Politik
Ökonomisierung im Krankenhaus: Zwischen Verantwortung und Profitstreben
Freitag, 18. November 2016
Berlin – Es gibt eine Tendenz zur Ökonomisierung in deutschen Krankenhäusern, die weiter zunimmt. Das ist das Ergebnis einer qualitativen Studie, in deren Rahmen der Arzt und Medizinethiker Karl Heinz Wehkamp vom Socium Forschungszentrum für soziale Ungleichheit und Sozialpolitik der Universität Bremen und der Ökonom Heinz Naegler von der Berliner Hochschule für Wirtschaft und Recht 20 Krankenhausärzte und 21 Geschäftsführer von Krankenhäusern befragten.
Unter Ökonomisierung verstanden beide Studienautoren, dass sich Ärzte immer stärker an Entscheidungen Dritter (Mitarbeiter, Gesellschaft, Krankenhauseigentümer, Kostenträger) ausrichten müssen.
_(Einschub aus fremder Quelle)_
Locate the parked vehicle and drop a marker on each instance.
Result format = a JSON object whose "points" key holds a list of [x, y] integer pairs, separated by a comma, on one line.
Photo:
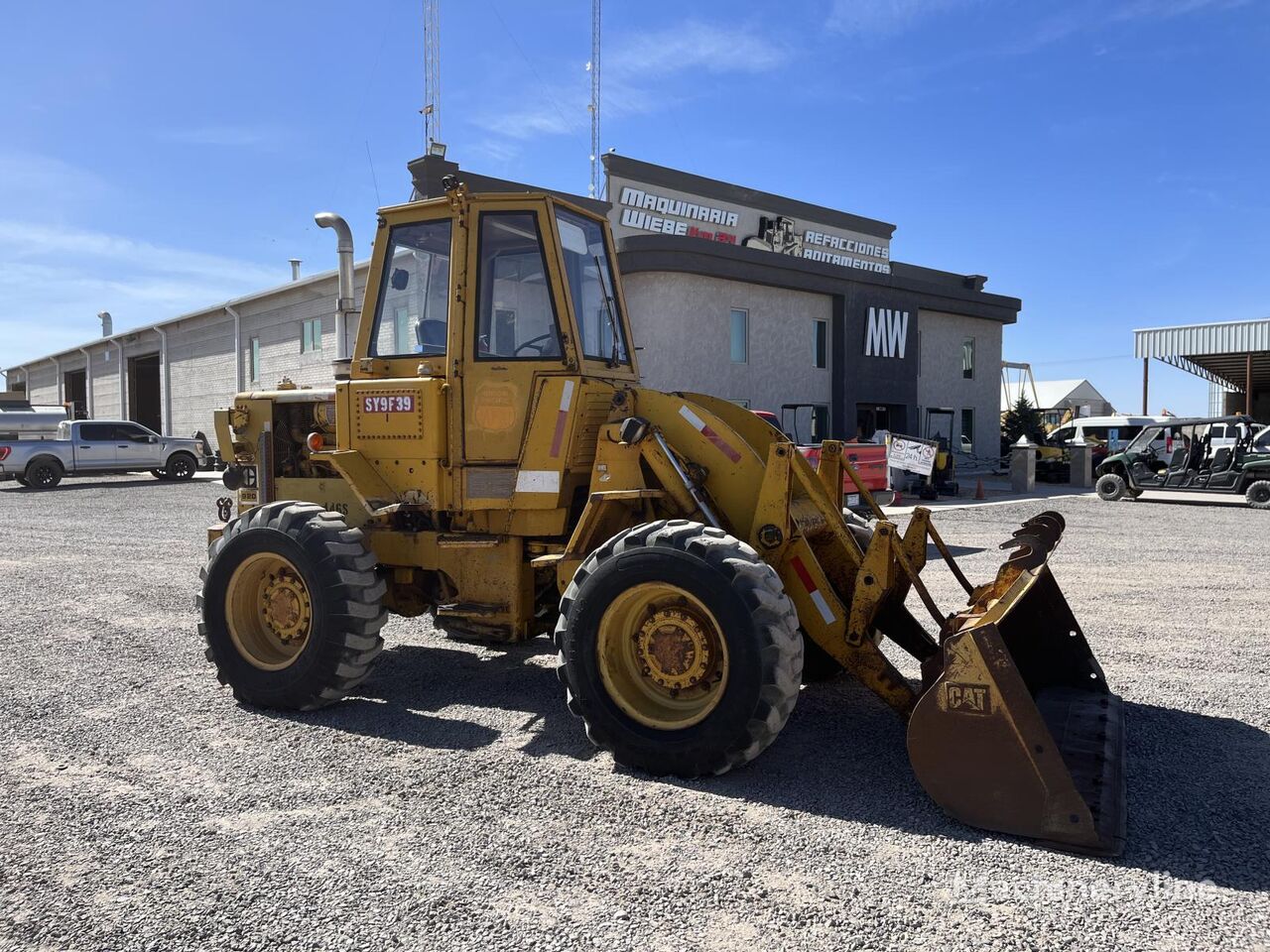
{"points": [[869, 460], [21, 419], [98, 447], [1105, 434], [1194, 465]]}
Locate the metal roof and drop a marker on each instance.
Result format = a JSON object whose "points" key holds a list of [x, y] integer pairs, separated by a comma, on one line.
{"points": [[1215, 352]]}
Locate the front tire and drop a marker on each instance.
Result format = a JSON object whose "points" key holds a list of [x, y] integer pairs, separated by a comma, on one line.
{"points": [[291, 607], [182, 467], [1259, 494], [1110, 486], [680, 649]]}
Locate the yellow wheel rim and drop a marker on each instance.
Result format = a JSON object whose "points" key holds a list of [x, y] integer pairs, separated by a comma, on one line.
{"points": [[662, 656], [268, 611]]}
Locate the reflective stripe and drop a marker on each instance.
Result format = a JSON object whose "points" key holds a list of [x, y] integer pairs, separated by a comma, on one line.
{"points": [[703, 428], [562, 417], [810, 584], [538, 481]]}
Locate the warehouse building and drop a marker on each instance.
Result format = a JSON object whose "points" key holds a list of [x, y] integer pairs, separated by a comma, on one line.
{"points": [[754, 298], [1232, 356]]}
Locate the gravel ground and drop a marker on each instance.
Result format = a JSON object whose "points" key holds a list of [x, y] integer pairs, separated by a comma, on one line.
{"points": [[456, 805]]}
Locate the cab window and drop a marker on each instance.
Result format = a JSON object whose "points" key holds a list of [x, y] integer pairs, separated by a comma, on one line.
{"points": [[413, 309], [516, 312], [590, 285]]}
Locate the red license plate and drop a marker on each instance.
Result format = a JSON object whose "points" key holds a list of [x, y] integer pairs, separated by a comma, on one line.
{"points": [[390, 404]]}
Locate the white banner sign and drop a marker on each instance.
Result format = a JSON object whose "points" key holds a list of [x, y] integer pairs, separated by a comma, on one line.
{"points": [[670, 212], [912, 454]]}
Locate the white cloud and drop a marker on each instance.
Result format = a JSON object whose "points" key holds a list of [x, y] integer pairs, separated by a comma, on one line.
{"points": [[885, 17], [55, 280]]}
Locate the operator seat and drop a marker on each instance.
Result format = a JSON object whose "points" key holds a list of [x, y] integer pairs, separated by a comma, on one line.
{"points": [[1176, 465]]}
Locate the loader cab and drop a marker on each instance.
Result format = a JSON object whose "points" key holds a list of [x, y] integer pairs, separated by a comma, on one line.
{"points": [[492, 294]]}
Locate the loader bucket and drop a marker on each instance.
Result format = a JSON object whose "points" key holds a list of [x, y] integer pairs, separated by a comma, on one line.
{"points": [[1017, 730]]}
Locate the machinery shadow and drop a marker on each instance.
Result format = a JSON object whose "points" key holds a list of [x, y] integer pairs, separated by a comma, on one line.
{"points": [[70, 486], [412, 680], [1198, 793], [1197, 784]]}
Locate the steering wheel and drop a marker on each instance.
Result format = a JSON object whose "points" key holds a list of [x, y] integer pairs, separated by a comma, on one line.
{"points": [[538, 343]]}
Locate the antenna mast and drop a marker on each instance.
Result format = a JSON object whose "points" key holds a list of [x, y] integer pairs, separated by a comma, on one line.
{"points": [[593, 66], [431, 73]]}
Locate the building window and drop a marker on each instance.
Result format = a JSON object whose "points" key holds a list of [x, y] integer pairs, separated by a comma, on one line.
{"points": [[820, 422], [310, 335], [739, 335]]}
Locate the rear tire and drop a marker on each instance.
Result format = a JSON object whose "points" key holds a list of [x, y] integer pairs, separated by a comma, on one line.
{"points": [[719, 603], [1259, 494], [1110, 488], [182, 467], [291, 607], [44, 474]]}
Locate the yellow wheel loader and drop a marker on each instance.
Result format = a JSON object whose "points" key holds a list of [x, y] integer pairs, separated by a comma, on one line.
{"points": [[488, 456]]}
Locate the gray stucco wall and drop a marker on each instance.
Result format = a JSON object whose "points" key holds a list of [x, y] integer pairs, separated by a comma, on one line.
{"points": [[940, 381], [684, 324]]}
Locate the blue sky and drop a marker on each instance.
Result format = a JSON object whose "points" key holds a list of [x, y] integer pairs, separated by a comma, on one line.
{"points": [[1103, 162]]}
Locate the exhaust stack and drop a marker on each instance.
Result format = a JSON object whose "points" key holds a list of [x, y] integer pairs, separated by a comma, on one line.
{"points": [[345, 304]]}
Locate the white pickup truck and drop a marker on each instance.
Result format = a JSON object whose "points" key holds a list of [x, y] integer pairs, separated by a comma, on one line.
{"points": [[96, 447]]}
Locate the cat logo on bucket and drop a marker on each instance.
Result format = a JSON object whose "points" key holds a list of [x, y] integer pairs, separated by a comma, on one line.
{"points": [[968, 698]]}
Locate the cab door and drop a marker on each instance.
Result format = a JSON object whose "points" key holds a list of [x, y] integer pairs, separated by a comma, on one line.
{"points": [[137, 448], [94, 445], [515, 331]]}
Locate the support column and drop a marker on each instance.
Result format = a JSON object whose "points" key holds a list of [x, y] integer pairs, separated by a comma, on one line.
{"points": [[1023, 466], [1247, 385], [1082, 466]]}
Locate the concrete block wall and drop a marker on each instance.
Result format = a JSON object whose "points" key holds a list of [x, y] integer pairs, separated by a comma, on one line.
{"points": [[684, 322], [940, 381]]}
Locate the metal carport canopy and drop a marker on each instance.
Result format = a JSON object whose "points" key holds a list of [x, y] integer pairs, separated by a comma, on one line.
{"points": [[1215, 352]]}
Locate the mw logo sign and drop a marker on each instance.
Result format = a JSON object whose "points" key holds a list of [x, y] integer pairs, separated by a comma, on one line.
{"points": [[887, 333]]}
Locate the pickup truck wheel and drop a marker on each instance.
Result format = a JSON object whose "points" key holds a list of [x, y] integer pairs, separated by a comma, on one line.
{"points": [[1110, 488], [291, 607], [679, 649], [1259, 494], [182, 467], [44, 474]]}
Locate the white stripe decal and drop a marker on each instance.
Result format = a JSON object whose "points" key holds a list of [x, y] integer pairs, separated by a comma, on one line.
{"points": [[824, 607], [693, 417], [538, 481]]}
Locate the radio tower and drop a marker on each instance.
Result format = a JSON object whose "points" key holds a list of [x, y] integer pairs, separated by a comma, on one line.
{"points": [[431, 75], [593, 67]]}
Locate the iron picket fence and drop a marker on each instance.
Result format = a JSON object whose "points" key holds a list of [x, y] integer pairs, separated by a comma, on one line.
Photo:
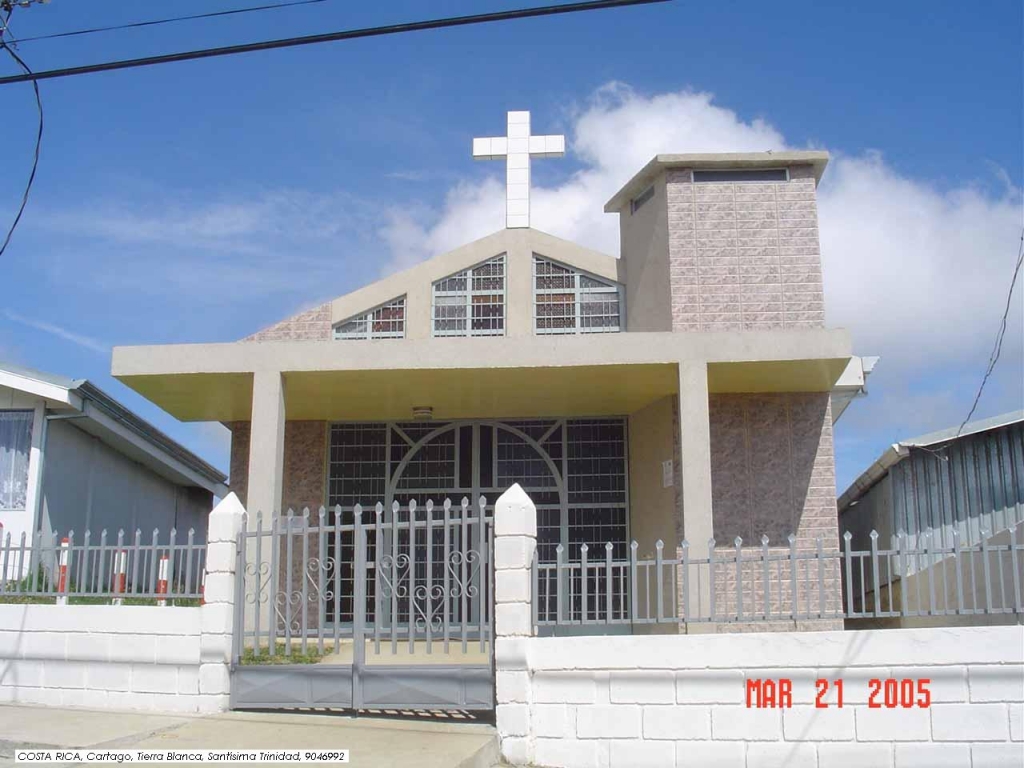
{"points": [[801, 581], [123, 566], [402, 578]]}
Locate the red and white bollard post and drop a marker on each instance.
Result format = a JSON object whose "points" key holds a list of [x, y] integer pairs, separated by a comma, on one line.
{"points": [[120, 578], [62, 572], [162, 580]]}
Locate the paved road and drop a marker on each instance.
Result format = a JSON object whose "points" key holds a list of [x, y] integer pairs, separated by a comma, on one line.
{"points": [[377, 741]]}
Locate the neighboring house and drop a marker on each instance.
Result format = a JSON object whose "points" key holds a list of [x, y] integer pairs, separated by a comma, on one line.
{"points": [[74, 459], [681, 390], [943, 492]]}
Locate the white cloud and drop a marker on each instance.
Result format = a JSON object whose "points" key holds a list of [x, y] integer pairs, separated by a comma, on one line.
{"points": [[908, 267], [918, 274], [86, 342]]}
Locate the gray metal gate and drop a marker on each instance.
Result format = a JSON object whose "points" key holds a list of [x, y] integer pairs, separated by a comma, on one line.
{"points": [[370, 608]]}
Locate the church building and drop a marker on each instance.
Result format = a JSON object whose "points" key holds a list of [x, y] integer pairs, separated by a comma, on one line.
{"points": [[686, 389]]}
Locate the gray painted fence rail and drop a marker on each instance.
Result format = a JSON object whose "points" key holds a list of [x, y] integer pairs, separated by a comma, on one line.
{"points": [[412, 576], [765, 583], [92, 566]]}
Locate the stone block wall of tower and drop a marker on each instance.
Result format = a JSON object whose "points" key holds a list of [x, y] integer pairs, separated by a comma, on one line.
{"points": [[744, 256]]}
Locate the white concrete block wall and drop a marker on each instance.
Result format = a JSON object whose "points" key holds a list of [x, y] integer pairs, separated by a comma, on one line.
{"points": [[128, 657], [680, 699], [100, 656]]}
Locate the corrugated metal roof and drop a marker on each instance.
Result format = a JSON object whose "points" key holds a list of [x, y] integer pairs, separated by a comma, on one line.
{"points": [[146, 431], [973, 427], [31, 373], [899, 451]]}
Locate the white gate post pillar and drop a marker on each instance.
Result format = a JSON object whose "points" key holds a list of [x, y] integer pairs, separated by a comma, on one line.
{"points": [[515, 543], [694, 442], [217, 615], [266, 444]]}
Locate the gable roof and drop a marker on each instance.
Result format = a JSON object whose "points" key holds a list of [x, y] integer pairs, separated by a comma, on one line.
{"points": [[116, 425], [422, 275]]}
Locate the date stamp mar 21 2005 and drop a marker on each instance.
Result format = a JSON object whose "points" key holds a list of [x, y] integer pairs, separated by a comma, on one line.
{"points": [[891, 693]]}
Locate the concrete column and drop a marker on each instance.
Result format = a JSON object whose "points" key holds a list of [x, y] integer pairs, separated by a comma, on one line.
{"points": [[32, 521], [217, 615], [515, 543], [266, 444], [694, 428]]}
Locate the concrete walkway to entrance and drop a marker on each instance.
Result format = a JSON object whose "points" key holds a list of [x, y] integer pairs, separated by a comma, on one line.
{"points": [[378, 741]]}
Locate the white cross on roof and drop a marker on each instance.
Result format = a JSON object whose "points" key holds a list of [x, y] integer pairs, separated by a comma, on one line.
{"points": [[517, 147]]}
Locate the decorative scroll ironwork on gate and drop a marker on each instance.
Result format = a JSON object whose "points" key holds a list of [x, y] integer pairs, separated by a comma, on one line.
{"points": [[397, 584]]}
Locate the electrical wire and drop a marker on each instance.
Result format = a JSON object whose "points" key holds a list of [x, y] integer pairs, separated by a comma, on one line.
{"points": [[997, 348], [172, 19], [39, 139], [435, 24]]}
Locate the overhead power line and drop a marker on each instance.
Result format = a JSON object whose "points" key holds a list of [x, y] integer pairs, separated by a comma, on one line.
{"points": [[997, 347], [172, 19], [39, 134], [548, 10]]}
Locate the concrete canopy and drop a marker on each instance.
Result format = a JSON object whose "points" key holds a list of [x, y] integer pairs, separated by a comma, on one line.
{"points": [[476, 377]]}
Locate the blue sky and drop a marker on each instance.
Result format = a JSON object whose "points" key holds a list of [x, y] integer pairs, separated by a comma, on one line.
{"points": [[203, 201]]}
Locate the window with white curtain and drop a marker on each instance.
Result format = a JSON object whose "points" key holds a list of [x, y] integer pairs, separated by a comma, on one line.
{"points": [[471, 302], [385, 322], [567, 300], [15, 439]]}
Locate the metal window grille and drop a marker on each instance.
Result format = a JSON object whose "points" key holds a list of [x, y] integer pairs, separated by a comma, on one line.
{"points": [[15, 435], [569, 301], [385, 322], [471, 302]]}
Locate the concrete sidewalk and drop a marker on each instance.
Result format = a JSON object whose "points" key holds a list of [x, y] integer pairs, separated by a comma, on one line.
{"points": [[377, 741]]}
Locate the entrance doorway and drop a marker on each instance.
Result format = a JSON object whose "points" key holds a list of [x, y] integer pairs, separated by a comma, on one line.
{"points": [[574, 470]]}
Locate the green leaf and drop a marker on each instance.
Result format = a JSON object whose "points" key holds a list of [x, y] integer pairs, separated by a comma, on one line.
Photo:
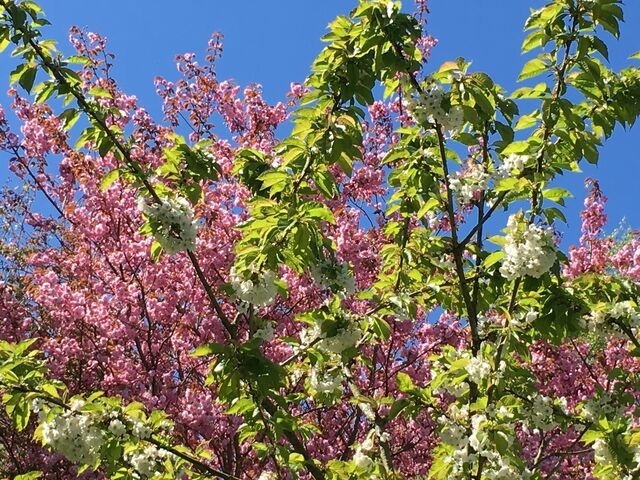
{"points": [[100, 92], [493, 258], [532, 68], [557, 195], [404, 382], [241, 406], [27, 78]]}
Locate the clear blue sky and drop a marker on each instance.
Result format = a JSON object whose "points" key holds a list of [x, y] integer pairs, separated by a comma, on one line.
{"points": [[274, 42]]}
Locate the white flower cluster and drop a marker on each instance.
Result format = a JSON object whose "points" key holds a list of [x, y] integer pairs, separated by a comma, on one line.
{"points": [[528, 250], [334, 276], [146, 463], [524, 319], [469, 182], [173, 224], [601, 452], [74, 435], [258, 290], [325, 382], [478, 369], [481, 440], [426, 107]]}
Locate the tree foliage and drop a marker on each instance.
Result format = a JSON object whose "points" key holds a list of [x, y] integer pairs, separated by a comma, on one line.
{"points": [[378, 294]]}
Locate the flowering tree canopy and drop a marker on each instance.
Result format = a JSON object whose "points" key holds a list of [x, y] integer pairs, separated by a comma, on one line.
{"points": [[378, 294]]}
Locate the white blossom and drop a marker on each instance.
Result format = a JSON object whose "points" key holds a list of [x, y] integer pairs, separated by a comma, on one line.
{"points": [[528, 250], [259, 289], [478, 369], [145, 462], [174, 226], [73, 435], [427, 107], [140, 430], [513, 163], [469, 182]]}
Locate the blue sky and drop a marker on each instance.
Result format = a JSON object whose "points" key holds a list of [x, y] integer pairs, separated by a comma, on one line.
{"points": [[274, 42]]}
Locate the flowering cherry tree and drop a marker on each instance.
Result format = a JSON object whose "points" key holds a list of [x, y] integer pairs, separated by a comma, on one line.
{"points": [[379, 294]]}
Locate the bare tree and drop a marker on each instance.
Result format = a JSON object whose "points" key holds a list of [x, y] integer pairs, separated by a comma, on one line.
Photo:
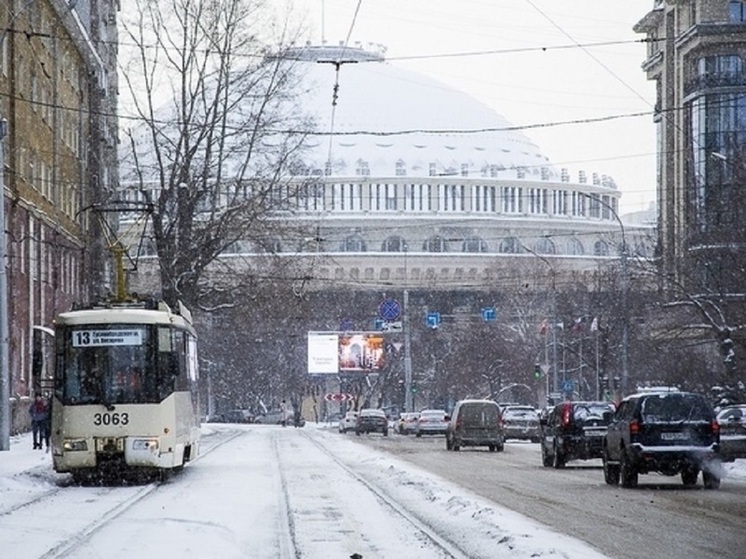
{"points": [[214, 132]]}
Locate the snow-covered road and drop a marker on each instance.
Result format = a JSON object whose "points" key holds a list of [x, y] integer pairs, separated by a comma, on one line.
{"points": [[264, 492]]}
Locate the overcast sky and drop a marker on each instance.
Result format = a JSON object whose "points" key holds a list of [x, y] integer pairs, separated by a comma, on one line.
{"points": [[536, 62]]}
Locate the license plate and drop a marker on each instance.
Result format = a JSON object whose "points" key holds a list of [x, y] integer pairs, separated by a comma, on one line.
{"points": [[675, 436]]}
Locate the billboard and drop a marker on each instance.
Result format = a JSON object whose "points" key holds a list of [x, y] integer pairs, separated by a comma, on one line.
{"points": [[344, 352]]}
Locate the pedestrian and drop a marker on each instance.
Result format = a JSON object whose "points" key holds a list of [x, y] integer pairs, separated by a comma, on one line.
{"points": [[39, 412], [283, 413]]}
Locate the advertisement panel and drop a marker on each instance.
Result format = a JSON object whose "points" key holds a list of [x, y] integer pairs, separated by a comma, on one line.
{"points": [[345, 352]]}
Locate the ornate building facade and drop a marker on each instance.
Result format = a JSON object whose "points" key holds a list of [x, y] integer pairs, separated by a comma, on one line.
{"points": [[58, 89]]}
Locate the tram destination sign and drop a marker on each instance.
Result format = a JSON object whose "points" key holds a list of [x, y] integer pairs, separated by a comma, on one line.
{"points": [[95, 338]]}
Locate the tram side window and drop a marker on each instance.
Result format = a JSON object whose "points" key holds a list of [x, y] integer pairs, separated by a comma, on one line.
{"points": [[171, 361]]}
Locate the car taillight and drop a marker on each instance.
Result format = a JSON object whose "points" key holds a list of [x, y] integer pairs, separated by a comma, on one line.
{"points": [[634, 427]]}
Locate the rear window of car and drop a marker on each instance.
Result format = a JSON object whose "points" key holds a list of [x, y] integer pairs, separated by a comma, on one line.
{"points": [[520, 413], [593, 409], [667, 408], [480, 413]]}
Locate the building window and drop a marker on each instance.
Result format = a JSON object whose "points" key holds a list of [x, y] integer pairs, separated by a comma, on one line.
{"points": [[474, 244], [544, 246], [575, 247], [435, 244], [509, 245], [600, 248], [394, 244], [353, 243], [737, 11]]}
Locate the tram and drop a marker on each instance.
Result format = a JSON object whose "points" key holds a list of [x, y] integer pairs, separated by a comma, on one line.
{"points": [[125, 397]]}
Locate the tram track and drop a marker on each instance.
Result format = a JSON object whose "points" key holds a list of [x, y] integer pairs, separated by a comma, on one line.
{"points": [[443, 545]]}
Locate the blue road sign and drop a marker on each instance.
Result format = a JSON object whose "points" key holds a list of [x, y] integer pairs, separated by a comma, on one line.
{"points": [[389, 309]]}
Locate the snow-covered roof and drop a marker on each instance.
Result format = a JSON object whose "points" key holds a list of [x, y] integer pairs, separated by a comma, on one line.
{"points": [[387, 119]]}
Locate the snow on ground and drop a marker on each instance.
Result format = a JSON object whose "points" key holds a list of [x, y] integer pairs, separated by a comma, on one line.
{"points": [[227, 503]]}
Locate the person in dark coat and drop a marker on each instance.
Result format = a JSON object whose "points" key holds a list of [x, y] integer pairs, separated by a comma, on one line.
{"points": [[39, 412]]}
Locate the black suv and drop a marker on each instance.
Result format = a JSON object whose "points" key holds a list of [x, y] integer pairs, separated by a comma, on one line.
{"points": [[372, 421], [666, 432], [573, 431]]}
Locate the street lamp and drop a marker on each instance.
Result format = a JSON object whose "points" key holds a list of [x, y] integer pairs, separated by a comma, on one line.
{"points": [[625, 290], [553, 325]]}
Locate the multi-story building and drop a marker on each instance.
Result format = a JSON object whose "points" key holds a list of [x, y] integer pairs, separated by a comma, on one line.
{"points": [[58, 96], [696, 51], [414, 184]]}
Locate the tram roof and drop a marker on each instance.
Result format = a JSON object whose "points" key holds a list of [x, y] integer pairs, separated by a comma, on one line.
{"points": [[127, 314]]}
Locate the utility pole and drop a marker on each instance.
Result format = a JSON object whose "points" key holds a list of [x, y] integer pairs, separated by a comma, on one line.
{"points": [[4, 370], [408, 400]]}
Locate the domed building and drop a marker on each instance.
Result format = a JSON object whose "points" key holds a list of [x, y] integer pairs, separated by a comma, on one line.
{"points": [[418, 184], [406, 182]]}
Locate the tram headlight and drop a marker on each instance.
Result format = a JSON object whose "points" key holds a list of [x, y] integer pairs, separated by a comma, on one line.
{"points": [[74, 445], [145, 444]]}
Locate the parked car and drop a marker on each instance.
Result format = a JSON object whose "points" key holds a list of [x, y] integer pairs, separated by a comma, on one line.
{"points": [[407, 423], [732, 421], [521, 422], [574, 431], [475, 423], [348, 422], [431, 422], [372, 421], [271, 417], [238, 416], [669, 433]]}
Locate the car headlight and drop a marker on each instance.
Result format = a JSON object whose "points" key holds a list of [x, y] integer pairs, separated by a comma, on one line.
{"points": [[145, 444], [74, 445]]}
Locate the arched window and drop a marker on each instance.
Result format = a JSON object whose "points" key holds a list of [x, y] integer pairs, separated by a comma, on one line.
{"points": [[575, 247], [474, 244], [435, 243], [544, 246], [353, 243], [394, 244], [509, 245], [600, 248]]}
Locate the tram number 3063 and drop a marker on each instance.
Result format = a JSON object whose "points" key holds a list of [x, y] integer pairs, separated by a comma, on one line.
{"points": [[111, 418]]}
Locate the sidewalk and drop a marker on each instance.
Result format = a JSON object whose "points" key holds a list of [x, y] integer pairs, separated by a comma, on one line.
{"points": [[22, 457]]}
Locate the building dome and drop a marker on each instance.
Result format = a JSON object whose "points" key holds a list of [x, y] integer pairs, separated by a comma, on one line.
{"points": [[387, 121]]}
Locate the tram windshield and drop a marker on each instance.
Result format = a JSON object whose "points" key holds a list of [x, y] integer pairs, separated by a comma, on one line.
{"points": [[114, 364]]}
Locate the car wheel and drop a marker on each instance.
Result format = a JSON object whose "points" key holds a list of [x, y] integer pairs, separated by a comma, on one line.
{"points": [[627, 472], [611, 471], [546, 460], [558, 460], [689, 476], [711, 480]]}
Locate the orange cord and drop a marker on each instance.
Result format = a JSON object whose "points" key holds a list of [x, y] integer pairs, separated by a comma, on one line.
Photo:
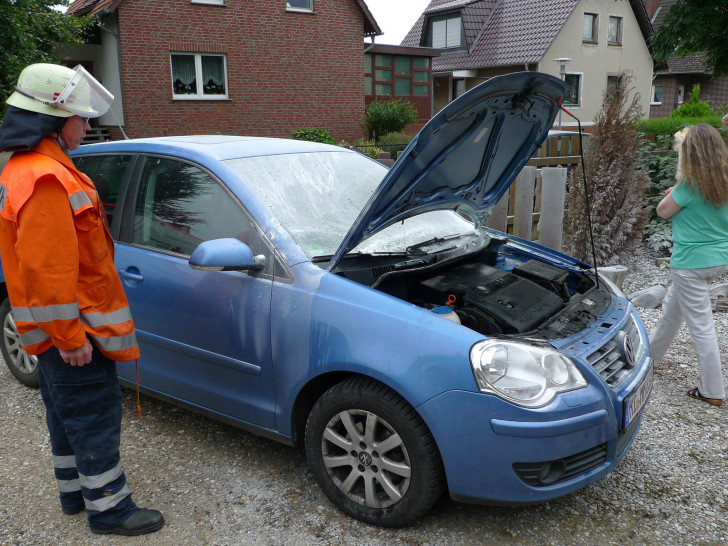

Davon abzugrenzen sei wirtschaftliches Handeln, erklärte Naegler am 16. November bei den Berliner Wirtschaftsgesprächen vor Vertretern aus Politik, Wirtschaft und dem Gesundheitswesen.
Wehkamp und Naegler haben nach eigener Aussage mit ihrer Studie versucht, eine Innensicht des Klinikalltags sowohl aus der Perspektive der Geschäftsführer als auch der Ärzte und des Pflegepersonals zu geben. Dabei habe sich gezeigt, dass Ärzte und Geschäftsführer oft diametral entgegengesetzte Wahrnehmungen des Arbeitsalltages hätten.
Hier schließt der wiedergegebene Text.